Nabokov was the curator of the lepidoptera section in the Harvard University Museum of Comparative Zoology. He published detailed descriptions of hundreds of species. He used to collect butterflies in his childhood, the happy des­cendant of an extremely wealthy family of the Russian aristocracy. When he was eight years old, his father was imprisoned for political reasons: the young Vladimir carried a butterfly to his cell. With his father murdered and the fam­ily fortune lost in the Revolution, he escaped to Europe, where he eventually used the earnings from his second novel to pay for a butterfly­-hunting expedition in the Pyrenees.

He was forced to flee from Europe too, after the Nazis came to power, and continued to cultivate his passion for entomology in the United States. He was regarded as a skil­ful amateur, capable of describing the different species of butterfly, being himself one of the last specimens of a type nearing extinction: nineteenth­-century aristocrats who col­lected lepidoptera as a pastime. But a decade after his death in 1977, various entomologists began to take his scientific work seriously. His classifications turn out to be astute.

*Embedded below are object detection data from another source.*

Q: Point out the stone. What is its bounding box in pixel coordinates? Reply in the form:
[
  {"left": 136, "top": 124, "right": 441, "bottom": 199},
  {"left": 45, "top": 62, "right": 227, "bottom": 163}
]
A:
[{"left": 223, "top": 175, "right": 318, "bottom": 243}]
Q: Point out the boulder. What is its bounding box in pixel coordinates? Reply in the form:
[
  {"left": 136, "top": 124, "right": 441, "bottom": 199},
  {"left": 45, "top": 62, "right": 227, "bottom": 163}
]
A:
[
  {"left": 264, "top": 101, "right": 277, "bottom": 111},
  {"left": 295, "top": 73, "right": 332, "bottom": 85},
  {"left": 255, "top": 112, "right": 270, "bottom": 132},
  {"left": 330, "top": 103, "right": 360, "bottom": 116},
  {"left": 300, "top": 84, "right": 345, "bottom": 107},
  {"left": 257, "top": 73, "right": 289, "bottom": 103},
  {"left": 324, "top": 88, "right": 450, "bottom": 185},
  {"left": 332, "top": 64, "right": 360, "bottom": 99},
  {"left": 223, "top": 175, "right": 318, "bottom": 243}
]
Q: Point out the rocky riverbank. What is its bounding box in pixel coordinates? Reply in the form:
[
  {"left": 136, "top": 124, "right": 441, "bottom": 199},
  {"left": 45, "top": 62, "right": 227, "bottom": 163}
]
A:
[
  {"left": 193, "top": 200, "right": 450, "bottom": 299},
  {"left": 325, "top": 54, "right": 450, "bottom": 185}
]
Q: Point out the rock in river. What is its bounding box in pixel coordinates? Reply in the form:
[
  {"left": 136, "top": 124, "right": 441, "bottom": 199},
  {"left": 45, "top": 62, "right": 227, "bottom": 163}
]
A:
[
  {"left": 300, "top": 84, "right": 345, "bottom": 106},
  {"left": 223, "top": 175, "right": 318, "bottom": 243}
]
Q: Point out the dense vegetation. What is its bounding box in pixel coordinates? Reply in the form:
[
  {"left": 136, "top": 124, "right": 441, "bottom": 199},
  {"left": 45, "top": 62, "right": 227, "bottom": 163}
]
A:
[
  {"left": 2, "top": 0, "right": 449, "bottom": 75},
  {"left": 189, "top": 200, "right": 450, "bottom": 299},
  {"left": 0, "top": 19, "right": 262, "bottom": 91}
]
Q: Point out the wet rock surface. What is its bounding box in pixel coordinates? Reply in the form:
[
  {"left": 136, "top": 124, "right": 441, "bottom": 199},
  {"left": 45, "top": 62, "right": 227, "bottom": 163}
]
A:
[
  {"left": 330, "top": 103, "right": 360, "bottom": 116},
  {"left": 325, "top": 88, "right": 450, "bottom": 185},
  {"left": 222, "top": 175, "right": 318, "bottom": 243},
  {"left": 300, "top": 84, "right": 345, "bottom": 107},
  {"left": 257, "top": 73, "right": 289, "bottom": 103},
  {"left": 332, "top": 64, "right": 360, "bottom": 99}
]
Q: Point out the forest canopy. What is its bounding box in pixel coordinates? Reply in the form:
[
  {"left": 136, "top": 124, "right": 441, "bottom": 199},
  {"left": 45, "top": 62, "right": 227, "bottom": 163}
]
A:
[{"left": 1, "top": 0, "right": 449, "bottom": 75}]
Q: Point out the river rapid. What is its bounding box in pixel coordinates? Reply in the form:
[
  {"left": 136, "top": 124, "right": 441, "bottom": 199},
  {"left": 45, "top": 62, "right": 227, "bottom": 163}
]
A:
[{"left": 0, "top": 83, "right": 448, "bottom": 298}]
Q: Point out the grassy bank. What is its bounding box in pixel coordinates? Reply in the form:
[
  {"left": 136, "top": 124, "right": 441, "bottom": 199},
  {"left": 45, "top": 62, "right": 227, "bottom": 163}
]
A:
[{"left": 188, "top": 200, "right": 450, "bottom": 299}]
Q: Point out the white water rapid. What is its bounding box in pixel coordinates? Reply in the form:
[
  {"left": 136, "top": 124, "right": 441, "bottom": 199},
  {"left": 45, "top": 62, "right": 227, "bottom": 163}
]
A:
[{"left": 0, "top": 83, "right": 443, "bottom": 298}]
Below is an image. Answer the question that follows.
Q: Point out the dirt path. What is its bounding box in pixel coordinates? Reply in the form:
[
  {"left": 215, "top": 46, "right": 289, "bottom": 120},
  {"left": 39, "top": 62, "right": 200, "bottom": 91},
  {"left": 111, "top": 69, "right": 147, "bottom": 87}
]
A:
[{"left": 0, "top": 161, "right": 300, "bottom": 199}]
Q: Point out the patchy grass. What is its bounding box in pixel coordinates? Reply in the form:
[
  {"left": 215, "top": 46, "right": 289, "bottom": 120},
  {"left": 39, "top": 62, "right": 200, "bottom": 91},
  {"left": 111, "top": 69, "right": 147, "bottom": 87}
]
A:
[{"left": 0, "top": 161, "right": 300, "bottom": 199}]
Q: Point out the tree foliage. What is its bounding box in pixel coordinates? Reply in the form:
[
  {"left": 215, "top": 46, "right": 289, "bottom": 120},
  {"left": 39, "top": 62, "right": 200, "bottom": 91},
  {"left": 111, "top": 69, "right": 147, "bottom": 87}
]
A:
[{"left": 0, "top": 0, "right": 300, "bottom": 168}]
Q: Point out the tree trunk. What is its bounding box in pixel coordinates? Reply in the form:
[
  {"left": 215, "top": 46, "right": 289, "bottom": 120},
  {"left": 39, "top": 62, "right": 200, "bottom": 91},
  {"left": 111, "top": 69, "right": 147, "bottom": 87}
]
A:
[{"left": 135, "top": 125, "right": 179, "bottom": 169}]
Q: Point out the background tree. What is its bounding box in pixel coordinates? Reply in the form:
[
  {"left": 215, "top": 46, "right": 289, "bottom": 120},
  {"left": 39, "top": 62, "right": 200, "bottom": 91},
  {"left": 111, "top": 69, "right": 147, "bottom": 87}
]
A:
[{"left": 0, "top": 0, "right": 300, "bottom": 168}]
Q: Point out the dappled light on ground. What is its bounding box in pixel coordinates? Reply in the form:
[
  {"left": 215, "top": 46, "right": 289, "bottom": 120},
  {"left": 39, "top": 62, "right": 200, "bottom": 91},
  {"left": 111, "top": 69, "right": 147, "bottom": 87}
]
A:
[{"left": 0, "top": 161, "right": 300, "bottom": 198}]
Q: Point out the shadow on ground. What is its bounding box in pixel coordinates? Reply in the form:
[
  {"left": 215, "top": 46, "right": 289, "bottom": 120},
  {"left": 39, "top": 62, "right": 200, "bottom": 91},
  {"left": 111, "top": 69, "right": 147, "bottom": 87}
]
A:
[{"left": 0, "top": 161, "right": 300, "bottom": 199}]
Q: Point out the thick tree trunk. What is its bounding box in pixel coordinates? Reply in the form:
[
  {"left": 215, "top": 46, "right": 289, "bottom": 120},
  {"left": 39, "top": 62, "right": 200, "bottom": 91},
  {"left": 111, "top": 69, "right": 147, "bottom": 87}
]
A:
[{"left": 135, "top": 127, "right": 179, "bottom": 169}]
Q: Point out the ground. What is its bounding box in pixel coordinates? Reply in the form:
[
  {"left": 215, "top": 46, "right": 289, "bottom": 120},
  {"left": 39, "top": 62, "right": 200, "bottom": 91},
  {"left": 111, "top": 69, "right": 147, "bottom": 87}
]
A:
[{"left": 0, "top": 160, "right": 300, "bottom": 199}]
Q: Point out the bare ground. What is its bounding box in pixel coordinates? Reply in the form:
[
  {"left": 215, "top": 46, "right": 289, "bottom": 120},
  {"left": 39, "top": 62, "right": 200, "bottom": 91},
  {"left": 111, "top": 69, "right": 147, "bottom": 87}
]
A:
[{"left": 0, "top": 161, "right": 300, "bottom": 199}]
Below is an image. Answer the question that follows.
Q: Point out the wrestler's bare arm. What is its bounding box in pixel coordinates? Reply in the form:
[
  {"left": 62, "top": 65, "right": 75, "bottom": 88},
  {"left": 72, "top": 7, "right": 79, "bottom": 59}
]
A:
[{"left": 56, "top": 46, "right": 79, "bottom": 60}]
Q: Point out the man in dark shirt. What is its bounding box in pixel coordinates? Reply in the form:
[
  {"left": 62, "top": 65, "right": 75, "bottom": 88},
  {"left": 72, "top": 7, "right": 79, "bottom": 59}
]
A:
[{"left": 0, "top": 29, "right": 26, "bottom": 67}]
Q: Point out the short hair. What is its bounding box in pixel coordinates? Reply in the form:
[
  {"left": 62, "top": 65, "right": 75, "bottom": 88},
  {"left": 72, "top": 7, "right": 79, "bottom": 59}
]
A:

One of the butterflies he described is named Nabokovia cuzquenha in his honour. A book published in 1999, Nabokov’s Blues, tells the story of the rediscovery of Nabokov’s classifications. But another ten years elapsed before the spectacular proof arrived of his hypothesis about butterflies crossing the Bering Strait, and with it the recognition of his status as a scientist of real worth.

Is there a connection between Nabokov’s science and his literary work? It is hard to resist the temptation of associating Lolita with butterflies, especially the Lolita seen through the lens of Humbert Humbert’s desperate love. But this is prob­ ably too facile. The issue is discussed in an essay by Stephen Jay Gould with the suggestive title ‘There is No Science without Imagination, and No Art without Facts: The Butter­ flies of Vladimir Nabokov’, in which he argues that Nabokov’s acute focus, his almost obsessive concern for observation and detail, is at the root of both his success as a butterfly collector and his technique as a novelist. Which is probably true. Nabokov himself has written: ‘A writer must have the pre­cision of a poet and the imagination of a scientist.’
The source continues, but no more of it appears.